Handynacken: Viele haben Fehlhaltungen durch das Starren aufs Smartphone

Sebastian
Gesundheitliche Schäden durch Blick aufs Handy könnten zur „Seuche“ werden
Ein Leben ohne Smartphone ist für die meisten Menschen kaum noch vorstellbar. Kein Wunder also, dass der nach vorn gesenkte Blick auf das Display mittlerweile zum normalen Alltagsbild gehört. Oft wird jede freie Minute für einen kurzen Blick auf das Telefon genutzt, viele Menschen starren teilweise sogar über Stunden auf die kleinen Bildschirme. Experten warnen angesichts dieses Trends jedoch schon seit längerem vor gesundheitlichen Risiken. Denn durch die permanente Fehlhaltung drohe ein so genannter „Handynacken“, welcher zu Beschwerden wie Kopfweh oder Nackenschmerzen führen könne.

Jede freie Minute wird zum Checken der E-Mails genutzt
Ob an der Bushaltestelle, in der U-Bahn oder beim Anstellen an der Supermarktkasse: Allerorts nutzen immer mehr Menschen jede Möglichkeit, um auf Ihrem Smartphone die neuesten Kurznachrichten, E-Mails oder Anrufe zu checken. Dabei verharren viele Nutzer stundenlang mit gebeugtem Kopf über dem kleinen Display und leiden in der Folge unter Beschwerden wie einem Stechen im Nacken oder Kopfschmerzen. „Wir sprechen seit einigen Jahren in solchen Fällen vom Handynacken“, so Wolfgang Panter, Präsident des Verbandes Deutscher Betriebs- und Werksärzte gegenüber der Nachrichtenagentur „dpa“.

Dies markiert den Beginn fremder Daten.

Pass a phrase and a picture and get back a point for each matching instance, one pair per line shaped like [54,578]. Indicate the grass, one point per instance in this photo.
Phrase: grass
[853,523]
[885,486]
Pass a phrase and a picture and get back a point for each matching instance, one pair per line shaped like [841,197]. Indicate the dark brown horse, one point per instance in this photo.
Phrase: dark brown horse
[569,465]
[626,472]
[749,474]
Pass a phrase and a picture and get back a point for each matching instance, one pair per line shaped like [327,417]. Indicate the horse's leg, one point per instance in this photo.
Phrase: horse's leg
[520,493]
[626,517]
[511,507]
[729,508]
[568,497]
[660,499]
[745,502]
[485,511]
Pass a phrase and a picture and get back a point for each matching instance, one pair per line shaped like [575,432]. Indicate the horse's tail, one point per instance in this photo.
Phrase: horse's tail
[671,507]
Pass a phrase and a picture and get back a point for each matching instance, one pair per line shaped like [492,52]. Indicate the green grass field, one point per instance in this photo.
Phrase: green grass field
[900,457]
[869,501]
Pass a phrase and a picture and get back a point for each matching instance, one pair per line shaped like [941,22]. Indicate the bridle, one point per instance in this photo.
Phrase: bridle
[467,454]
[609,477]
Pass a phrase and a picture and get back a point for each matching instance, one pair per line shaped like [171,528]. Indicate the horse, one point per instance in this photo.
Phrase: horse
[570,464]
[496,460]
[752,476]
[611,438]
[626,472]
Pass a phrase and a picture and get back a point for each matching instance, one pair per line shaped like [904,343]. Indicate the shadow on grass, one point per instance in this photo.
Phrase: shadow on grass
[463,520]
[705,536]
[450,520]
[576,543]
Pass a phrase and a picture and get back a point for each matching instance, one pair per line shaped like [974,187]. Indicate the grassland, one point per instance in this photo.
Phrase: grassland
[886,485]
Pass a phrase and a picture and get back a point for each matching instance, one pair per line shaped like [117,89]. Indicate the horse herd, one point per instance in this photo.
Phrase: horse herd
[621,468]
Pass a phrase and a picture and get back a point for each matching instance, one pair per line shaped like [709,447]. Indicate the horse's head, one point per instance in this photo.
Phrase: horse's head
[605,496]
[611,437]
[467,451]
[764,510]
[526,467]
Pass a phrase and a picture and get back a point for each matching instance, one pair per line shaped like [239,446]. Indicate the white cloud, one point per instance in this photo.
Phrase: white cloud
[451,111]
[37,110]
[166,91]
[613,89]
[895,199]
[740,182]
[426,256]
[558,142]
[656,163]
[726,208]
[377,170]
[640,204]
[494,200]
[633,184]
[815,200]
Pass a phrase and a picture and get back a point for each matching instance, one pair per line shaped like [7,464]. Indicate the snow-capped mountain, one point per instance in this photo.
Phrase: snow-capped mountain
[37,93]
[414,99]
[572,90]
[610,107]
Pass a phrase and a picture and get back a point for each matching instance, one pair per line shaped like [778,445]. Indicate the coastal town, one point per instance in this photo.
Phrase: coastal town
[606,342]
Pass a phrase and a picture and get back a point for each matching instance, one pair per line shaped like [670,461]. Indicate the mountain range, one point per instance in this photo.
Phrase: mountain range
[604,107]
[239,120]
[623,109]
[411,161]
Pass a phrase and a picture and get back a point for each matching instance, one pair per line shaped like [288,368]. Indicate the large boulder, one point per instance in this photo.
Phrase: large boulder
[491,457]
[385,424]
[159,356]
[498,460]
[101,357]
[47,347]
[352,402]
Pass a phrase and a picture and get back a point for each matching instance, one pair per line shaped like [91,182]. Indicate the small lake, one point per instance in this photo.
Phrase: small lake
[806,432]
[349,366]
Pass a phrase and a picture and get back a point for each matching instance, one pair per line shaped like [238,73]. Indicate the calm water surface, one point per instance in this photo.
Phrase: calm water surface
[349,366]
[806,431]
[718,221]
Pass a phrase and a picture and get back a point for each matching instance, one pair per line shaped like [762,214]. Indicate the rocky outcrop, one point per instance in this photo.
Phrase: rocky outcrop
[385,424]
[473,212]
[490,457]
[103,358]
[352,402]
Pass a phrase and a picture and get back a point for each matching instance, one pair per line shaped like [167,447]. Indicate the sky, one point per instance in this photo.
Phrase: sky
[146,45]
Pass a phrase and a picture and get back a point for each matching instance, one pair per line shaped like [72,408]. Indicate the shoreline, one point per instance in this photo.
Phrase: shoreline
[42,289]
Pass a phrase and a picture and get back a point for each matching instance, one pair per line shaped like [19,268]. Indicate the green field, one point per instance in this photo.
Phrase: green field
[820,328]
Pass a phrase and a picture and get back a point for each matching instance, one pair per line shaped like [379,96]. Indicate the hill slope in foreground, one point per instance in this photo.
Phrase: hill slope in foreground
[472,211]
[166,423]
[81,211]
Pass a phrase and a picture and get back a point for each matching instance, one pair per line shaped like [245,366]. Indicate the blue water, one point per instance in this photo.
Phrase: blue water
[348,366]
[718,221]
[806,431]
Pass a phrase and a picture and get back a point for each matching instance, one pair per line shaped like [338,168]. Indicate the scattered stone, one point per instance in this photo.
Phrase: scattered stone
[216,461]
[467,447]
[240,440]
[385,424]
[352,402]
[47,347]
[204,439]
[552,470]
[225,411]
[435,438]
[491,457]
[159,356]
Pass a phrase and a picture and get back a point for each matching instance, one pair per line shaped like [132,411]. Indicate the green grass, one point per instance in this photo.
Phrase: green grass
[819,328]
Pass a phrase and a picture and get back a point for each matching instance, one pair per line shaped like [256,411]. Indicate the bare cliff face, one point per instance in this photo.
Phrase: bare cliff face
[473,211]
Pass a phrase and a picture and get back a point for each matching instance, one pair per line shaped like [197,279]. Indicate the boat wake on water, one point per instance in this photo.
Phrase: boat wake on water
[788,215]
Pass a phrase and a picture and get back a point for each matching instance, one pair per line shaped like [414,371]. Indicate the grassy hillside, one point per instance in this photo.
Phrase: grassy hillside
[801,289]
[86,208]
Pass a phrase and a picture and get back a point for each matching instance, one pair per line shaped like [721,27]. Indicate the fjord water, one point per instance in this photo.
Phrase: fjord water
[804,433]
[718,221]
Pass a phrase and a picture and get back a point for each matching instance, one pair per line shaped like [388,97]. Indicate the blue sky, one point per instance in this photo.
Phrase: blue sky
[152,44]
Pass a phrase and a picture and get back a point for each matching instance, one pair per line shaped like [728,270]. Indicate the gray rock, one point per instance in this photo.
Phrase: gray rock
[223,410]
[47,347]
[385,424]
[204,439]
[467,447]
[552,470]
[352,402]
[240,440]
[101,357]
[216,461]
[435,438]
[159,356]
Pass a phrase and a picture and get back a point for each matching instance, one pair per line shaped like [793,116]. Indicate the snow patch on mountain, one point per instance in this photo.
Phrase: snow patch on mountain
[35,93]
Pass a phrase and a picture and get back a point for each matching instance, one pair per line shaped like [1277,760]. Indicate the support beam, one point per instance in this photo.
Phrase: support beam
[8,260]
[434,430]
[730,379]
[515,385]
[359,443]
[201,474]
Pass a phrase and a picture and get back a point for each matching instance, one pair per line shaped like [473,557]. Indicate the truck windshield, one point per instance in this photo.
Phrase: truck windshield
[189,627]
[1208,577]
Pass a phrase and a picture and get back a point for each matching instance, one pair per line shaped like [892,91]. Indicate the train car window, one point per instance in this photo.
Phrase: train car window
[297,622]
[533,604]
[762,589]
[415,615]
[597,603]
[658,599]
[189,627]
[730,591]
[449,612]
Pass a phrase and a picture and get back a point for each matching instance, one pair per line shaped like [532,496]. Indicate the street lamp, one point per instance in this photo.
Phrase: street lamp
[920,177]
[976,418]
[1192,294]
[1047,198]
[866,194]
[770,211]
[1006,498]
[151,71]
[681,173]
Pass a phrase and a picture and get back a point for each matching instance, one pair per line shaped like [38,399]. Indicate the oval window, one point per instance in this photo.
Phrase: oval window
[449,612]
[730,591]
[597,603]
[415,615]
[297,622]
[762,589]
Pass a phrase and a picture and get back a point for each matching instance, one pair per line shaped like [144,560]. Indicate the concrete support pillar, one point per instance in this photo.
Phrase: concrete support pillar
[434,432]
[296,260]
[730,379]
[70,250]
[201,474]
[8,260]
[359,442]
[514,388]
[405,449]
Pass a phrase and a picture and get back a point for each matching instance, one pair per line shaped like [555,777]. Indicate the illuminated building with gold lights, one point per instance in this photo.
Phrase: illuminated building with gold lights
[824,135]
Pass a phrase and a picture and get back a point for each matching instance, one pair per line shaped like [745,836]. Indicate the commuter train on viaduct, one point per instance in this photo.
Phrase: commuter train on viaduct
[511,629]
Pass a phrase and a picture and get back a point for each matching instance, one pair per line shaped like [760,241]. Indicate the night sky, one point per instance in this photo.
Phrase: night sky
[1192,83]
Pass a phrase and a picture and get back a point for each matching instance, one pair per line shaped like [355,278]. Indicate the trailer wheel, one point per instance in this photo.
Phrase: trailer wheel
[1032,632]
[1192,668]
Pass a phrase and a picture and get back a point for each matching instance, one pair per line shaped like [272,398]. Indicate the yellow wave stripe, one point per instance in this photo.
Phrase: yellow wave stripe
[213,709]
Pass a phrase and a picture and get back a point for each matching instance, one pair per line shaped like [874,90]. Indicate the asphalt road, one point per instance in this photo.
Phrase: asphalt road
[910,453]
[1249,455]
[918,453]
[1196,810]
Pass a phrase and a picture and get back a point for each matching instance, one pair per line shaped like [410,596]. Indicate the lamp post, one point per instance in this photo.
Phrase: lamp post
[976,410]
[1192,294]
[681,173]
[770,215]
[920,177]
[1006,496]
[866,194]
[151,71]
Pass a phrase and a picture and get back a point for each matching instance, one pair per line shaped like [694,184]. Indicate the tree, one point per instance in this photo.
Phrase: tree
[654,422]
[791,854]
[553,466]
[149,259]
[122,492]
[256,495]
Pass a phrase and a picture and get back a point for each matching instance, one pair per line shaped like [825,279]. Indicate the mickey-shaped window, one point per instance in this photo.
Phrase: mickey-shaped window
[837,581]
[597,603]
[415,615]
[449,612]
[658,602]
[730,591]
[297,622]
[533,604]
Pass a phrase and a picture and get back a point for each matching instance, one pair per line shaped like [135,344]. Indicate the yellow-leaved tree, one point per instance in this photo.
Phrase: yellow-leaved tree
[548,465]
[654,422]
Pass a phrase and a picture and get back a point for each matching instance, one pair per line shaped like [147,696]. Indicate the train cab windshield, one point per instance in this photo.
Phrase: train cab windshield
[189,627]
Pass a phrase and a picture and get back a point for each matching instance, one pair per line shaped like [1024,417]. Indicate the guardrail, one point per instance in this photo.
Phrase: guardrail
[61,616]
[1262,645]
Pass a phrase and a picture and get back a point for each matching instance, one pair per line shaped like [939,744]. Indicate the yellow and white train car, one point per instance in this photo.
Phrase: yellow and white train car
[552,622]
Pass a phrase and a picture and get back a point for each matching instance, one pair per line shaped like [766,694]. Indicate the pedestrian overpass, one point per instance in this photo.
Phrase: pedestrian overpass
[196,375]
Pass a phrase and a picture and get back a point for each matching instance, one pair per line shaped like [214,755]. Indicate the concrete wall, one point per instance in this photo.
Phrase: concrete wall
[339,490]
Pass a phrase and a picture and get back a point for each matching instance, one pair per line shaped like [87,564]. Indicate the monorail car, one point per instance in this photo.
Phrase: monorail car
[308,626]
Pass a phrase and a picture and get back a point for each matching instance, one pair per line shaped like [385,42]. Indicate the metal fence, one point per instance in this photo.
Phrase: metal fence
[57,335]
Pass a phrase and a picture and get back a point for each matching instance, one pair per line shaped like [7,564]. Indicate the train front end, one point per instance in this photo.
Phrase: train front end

Dauernde Fehlhaltungen durch das Handy-Schauen. Immer mehr Menschen leiden unter "Handynacken". Bild: DDRockstar - fotolia)
Dauernde Fehlhaltungen durch das Handy-Schauen. Immer mehr Menschen leiden unter „Handynacken“. Bild: DDRockstar – fotolia)

Ein Begriff, der eine Aufmerksamkeit dafür schaffe, dass „wir etwas gegen länger eingenommene einseitige Fehlhaltungen tun müssen – egal ob im Beruf oder in der Freizeit“, ergänzt Professor Bernd Kladny, Chefarzt der Orthopädie und Unfallchirurgie an der Fachklinik Herzogenaurach. Schließlich sei „der Mensch [.] ein Lauftier und kein Faultier. Er braucht Bewegung, und da tut ihm jede Form gut“, so Kladny.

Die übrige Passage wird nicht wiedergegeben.